Letter to You | April 2026

Hi there, I hope this finds you well.

My mom has been staying with me. It is a strange feeling. We really haven’t lived together long-term since I was in middle school. The last time we lived together for more than a few weeks was eight or nine years ago. With her around, I feel myself regressing a little, becoming a kid again. She wants to do everything for me. There is warmth in it, and closeness, but I also don’t always know what to do with all of that. Today, she insisted on blow-drying my hair. I wanted to ask her if she misses my grandma. I wanted to ask her if she feels lonely. But instead, all I said was that bone density is important, and that she should make sure she is getting enough calcium and vitamin D.

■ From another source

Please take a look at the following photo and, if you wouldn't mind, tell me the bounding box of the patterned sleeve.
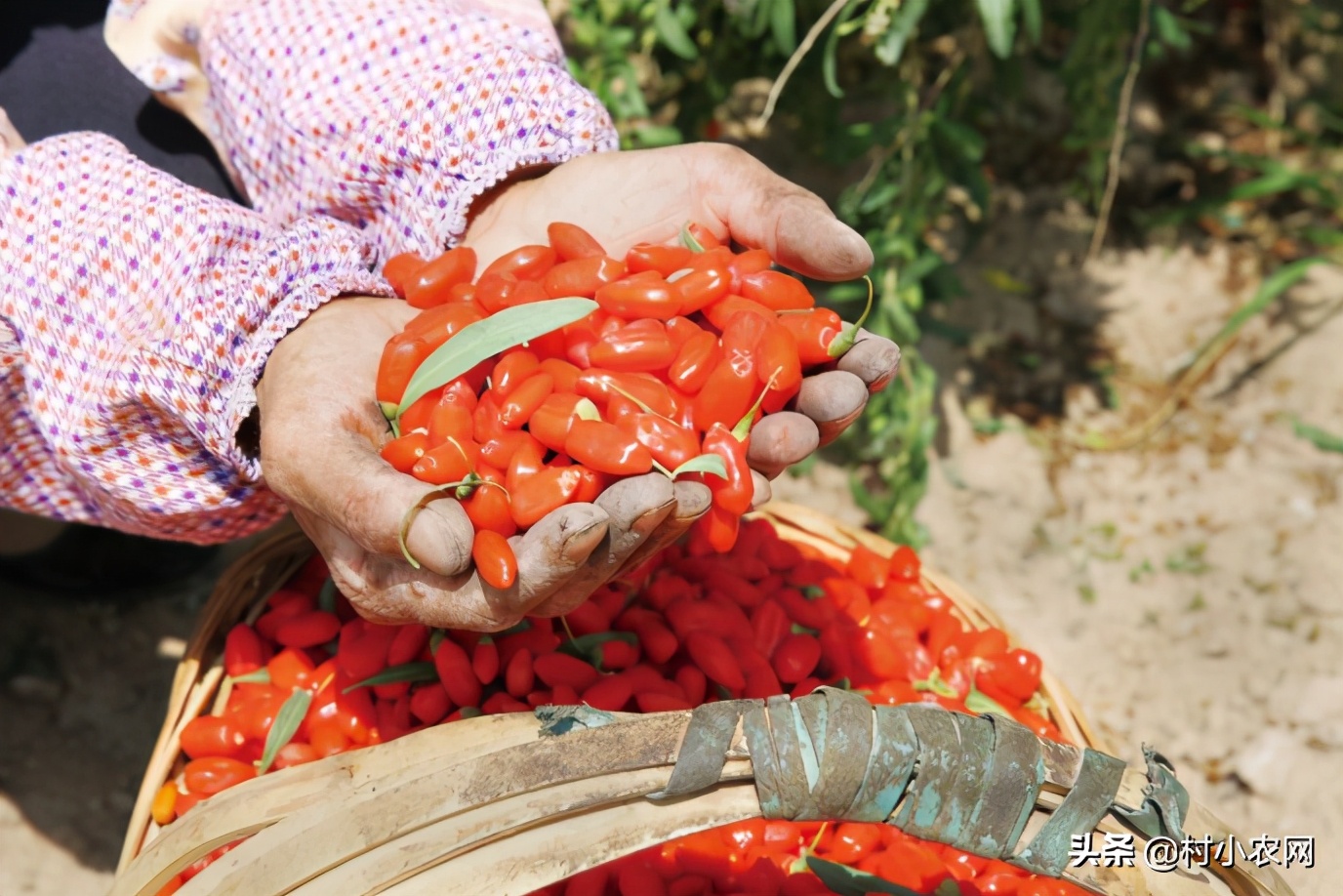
[193,0,618,260]
[0,133,389,543]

This month, I went back to my alma mater. I took the train ride I haven’t taken in a long time. I tried the new coffee shop that wasn’t there when I was a student. So many new restaurants have opened since I left, and more are coming soon. It felt familiar and unfamiliar at the same time. I saw my mentors and felt so loved. One of them told me to lean into my feelings. He said I tend to gloss over things when I’m not happy. He told me to lean in, and that made me feel so seen. They told me I could stay with them if I ever needed a place to crash. I feel so lucky knowing they are always in my corner.

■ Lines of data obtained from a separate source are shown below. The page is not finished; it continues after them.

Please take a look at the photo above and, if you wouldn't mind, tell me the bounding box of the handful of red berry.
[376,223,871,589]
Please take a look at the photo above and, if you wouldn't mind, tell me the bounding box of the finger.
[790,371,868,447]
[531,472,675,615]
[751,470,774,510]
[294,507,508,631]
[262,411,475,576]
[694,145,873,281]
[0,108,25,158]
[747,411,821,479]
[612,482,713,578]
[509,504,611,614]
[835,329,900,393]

I saw Two Strangers (Carry a Cake Across New York). Is it corny, or extra fun, to watch a musical about New York while in New York? It's not entirely about New York. I thoroughly enjoyed it anyway. I cried when Robin talked about her grandma. I miss mine. After the show, my friend and I got hats. Hers says “Mr. Dickface.” Mine says “woof woof.” If you know, you know.

I went on many walks, sometimes by myself and sometimes with my mom after dinner. Flowers bloomed, flowers disappeared, and green leaves took their place. One of these days, maybe on one of our walks, I will ask mom about grandma.